There were times when I thought it was, times when even Emily seemed willing to entertain that fantasy. “I love you,” he told me many times, and I’m flattered that he meant it. I even proposed on New Year’s Day in the morning. But Emily, laughing, answered, “Then where is the ring?”
It could be? Luckily, I it had a ring – one my ex-wife had lost – was in the nightstand drawer.
I put it on her finger, and we both studied it there, saying nothing but feeling what it would be like if this were real, before the tears welled up in her eyes.
“You know I can’t,” he mumbled.
And because of that, I didn’t know either.
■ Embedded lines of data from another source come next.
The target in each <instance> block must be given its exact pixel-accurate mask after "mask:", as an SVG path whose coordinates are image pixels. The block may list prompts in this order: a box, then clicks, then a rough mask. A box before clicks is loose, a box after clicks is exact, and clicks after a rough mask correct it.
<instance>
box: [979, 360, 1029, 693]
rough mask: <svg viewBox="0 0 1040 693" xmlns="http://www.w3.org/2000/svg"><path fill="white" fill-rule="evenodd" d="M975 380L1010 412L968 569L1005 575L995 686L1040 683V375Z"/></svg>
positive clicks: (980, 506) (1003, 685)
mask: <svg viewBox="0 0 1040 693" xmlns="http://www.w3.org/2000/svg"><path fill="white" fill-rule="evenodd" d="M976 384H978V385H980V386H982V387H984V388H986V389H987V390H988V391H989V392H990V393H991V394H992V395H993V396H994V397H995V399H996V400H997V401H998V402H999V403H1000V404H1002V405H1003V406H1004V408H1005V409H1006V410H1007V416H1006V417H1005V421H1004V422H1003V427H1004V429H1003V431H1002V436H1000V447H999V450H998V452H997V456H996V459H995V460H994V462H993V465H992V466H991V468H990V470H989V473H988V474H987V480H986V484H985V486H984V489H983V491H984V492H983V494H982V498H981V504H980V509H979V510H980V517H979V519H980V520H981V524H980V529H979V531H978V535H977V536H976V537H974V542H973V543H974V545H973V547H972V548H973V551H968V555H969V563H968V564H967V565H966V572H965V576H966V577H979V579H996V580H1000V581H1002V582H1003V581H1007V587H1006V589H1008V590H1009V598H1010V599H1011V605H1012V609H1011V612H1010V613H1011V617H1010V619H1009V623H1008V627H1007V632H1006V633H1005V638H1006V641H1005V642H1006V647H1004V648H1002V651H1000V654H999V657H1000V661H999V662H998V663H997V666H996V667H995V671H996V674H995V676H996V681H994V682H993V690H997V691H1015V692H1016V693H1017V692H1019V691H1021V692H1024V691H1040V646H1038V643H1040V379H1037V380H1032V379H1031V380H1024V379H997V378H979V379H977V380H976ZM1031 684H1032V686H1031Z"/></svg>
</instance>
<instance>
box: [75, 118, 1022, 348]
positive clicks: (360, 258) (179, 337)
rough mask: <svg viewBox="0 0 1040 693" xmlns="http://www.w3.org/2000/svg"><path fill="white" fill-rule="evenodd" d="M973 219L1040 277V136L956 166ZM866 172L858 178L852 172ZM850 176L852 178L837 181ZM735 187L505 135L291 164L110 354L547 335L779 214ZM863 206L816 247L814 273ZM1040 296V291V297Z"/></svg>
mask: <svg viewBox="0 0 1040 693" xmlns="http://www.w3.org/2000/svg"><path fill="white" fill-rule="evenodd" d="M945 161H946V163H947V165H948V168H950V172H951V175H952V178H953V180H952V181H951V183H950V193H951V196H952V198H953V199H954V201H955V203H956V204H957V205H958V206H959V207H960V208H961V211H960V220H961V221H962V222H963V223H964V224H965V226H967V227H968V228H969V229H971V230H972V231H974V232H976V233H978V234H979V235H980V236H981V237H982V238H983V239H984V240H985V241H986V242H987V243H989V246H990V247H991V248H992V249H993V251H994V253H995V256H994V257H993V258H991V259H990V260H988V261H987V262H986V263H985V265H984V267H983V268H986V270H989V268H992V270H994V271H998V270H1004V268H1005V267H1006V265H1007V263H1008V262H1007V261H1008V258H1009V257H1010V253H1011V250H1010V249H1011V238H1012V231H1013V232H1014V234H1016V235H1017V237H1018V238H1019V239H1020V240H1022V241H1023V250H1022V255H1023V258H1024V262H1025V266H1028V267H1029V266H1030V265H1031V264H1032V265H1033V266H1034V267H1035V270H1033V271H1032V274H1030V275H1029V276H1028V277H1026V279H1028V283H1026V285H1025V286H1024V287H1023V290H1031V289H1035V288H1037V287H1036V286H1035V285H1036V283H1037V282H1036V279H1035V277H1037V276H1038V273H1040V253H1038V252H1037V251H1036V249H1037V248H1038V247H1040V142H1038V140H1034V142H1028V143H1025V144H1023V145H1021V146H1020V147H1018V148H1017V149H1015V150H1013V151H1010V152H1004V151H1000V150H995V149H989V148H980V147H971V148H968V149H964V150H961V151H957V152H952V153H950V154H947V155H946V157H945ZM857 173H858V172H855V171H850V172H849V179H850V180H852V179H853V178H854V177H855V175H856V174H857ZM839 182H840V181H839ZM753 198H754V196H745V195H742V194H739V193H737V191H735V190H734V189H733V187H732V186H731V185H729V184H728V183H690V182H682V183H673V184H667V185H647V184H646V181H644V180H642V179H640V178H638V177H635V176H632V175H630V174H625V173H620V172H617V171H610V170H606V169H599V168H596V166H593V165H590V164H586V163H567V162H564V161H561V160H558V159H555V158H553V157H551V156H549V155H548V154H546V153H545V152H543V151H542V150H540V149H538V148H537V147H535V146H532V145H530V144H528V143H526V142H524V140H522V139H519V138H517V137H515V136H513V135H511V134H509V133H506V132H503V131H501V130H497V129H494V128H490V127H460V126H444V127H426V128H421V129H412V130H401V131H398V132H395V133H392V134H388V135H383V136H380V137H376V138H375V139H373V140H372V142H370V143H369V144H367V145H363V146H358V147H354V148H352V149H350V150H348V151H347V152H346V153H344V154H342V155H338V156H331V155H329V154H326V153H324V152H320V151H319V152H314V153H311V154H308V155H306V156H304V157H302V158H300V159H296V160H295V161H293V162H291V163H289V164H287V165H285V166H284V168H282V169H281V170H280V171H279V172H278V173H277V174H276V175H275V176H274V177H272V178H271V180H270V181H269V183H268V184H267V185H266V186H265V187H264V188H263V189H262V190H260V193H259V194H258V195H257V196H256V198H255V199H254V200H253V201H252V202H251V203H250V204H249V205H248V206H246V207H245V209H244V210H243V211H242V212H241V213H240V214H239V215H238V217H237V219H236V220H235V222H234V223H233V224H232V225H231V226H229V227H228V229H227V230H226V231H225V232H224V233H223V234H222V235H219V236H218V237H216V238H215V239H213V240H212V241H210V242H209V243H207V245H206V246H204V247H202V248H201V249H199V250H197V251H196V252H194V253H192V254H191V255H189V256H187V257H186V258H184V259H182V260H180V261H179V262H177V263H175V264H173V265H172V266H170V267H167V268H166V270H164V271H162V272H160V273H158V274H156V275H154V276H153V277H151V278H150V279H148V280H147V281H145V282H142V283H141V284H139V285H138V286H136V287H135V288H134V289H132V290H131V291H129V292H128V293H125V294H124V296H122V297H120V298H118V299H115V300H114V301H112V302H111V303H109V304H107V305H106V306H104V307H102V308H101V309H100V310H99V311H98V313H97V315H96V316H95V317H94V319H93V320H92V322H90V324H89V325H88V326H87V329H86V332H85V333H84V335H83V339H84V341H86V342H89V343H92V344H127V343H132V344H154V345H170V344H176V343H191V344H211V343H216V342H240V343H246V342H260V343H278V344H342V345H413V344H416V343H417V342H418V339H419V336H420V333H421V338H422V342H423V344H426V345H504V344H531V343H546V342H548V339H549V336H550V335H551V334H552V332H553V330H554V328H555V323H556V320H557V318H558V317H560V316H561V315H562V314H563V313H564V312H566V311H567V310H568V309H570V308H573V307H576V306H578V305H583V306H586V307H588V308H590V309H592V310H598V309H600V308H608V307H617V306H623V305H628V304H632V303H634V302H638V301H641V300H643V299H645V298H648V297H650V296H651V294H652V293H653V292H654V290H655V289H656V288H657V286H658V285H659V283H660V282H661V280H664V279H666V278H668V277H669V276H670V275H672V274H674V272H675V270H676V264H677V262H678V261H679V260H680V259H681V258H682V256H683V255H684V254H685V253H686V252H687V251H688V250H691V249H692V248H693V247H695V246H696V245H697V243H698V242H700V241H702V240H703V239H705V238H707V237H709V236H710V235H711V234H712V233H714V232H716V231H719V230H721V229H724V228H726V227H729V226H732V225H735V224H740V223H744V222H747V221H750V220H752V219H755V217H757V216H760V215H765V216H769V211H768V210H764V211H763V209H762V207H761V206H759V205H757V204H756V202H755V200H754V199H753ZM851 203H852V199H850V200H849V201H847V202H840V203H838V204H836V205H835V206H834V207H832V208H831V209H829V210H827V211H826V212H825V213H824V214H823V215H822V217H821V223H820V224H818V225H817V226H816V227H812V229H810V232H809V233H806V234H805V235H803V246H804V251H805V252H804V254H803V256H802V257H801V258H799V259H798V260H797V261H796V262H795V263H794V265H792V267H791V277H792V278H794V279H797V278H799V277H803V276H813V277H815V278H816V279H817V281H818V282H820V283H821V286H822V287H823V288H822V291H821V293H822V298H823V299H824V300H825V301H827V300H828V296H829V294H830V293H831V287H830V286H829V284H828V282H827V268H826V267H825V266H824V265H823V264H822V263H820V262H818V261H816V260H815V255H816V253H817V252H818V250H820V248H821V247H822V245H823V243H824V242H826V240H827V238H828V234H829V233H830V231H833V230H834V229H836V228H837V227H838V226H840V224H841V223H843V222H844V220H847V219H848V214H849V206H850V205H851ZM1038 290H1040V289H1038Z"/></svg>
I loved this woman with all my heart and as a result, quite possibly the first time for me, I only wanted the best for her, and this was not the best. not me This was a selfless feeling he had often heard of – concern for another person’s well-being above your own – and he still wasn’t sure what to make of it; I felt a lot like Humphrey Bogart, sacrificing Ingrid Bergman, in the parting scene of “Casablanca.” For all the airy fantasies, Emily obviously needed someone much younger, someone to raise this family with. Her tiger mother had in fact already chosen an age-appropriate Hong Kong banker.
“I know you can’t,” I said, before adding, “and let’s face it, if your mom found out about us, she’d hire a yakuza to put a bullet in the back of my head.”
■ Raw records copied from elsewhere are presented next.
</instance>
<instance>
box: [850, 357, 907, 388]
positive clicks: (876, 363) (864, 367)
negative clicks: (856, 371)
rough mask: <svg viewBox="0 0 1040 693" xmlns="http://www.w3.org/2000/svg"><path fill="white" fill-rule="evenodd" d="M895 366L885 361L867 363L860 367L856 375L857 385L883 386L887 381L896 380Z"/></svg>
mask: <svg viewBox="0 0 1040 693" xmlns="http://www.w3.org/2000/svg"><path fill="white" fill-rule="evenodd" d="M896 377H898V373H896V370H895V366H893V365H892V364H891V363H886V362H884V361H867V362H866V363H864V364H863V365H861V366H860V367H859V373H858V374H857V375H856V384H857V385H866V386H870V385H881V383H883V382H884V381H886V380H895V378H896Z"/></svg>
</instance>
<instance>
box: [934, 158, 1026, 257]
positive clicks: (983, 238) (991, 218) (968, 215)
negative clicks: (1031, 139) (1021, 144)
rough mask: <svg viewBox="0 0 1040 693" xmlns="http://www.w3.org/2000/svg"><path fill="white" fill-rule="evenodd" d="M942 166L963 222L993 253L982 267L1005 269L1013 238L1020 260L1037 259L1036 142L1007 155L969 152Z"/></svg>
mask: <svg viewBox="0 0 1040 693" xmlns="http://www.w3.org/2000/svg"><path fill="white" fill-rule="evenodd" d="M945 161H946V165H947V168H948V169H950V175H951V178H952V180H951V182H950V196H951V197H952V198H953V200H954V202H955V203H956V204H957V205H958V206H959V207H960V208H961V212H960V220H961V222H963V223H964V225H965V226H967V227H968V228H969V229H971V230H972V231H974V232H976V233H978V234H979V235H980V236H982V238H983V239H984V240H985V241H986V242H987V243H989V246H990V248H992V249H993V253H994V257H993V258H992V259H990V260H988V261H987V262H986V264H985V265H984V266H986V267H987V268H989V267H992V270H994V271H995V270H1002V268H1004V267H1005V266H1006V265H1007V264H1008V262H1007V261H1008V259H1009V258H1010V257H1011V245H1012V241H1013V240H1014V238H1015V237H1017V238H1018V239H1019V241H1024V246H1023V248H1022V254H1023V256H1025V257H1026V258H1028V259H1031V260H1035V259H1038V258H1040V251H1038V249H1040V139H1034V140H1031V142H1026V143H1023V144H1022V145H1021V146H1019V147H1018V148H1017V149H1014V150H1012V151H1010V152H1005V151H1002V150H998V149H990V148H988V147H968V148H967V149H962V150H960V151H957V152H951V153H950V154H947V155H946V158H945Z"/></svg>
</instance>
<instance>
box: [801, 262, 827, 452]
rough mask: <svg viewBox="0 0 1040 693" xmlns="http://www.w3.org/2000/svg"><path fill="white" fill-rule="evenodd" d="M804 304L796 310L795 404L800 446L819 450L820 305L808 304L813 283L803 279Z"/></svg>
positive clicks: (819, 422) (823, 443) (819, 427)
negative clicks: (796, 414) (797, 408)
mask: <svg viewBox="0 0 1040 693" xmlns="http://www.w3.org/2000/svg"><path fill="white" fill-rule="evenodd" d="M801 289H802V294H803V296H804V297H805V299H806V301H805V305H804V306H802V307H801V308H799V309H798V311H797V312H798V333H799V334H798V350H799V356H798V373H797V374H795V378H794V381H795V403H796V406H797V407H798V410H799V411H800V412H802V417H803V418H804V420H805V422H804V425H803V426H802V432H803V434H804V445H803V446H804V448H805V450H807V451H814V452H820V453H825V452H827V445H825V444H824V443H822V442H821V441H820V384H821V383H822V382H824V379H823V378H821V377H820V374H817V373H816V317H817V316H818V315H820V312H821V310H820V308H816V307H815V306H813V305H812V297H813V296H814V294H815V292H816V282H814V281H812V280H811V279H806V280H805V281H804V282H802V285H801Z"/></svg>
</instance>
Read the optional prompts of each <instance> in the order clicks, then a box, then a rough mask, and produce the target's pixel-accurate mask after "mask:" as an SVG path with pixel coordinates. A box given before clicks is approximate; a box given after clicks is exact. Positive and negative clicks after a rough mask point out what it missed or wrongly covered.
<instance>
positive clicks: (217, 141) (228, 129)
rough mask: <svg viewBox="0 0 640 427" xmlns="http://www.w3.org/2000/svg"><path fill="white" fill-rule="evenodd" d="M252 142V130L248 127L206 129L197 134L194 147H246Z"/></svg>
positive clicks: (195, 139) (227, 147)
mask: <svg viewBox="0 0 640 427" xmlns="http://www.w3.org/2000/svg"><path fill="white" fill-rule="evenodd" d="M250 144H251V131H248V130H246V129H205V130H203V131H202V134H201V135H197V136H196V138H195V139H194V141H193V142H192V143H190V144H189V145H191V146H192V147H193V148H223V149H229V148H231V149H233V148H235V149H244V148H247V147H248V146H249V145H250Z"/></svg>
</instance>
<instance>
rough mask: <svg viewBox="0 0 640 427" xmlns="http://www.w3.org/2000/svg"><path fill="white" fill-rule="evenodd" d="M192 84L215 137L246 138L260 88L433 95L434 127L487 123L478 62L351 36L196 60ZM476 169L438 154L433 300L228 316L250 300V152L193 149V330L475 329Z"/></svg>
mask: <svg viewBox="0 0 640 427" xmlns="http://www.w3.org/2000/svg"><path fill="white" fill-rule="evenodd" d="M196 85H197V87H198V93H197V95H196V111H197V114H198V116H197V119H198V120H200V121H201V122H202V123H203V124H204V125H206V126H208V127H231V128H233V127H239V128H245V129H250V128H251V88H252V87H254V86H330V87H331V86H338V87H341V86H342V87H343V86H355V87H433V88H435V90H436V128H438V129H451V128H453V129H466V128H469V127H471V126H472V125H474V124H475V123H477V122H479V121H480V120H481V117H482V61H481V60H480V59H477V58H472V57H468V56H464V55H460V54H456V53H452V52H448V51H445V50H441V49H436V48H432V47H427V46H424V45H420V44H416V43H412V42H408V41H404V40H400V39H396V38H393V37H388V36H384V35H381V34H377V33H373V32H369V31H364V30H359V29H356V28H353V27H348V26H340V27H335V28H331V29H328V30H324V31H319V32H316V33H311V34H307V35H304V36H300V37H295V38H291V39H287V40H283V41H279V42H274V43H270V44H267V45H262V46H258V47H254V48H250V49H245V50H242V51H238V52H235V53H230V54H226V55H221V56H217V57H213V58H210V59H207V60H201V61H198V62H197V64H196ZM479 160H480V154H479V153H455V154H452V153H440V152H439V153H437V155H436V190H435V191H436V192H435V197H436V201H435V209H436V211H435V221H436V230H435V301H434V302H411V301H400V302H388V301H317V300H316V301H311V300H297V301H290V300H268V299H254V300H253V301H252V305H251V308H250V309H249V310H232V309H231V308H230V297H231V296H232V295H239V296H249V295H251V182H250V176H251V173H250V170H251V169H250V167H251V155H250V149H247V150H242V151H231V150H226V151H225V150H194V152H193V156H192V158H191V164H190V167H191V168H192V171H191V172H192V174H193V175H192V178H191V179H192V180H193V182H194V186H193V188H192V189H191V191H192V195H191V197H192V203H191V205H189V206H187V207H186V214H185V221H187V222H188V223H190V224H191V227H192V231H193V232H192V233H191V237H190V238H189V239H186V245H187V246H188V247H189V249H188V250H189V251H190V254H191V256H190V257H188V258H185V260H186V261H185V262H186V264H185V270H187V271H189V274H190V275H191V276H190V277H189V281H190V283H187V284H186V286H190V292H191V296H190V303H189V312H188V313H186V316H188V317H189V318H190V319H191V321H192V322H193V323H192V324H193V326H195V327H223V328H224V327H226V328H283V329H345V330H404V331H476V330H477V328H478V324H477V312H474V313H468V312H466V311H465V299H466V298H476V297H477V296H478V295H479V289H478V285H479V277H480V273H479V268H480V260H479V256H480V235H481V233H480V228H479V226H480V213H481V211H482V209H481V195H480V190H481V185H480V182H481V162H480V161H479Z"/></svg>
Emily, wiping away her tears, said, “No, I wouldn’t.”
“She’s too cheap for that. And anyway, she’d want to shoot you herself.”
His mother can rest easy. The last time I saw Emily, she was leaving the United Airlines terminal on her way back to New York. I miss her dearly, every day, but as Bogie might have said, we’ll always have Santa Monica.
The author is a novelist who lives (alone) in Santa Monica. His website is: robertmasello.com.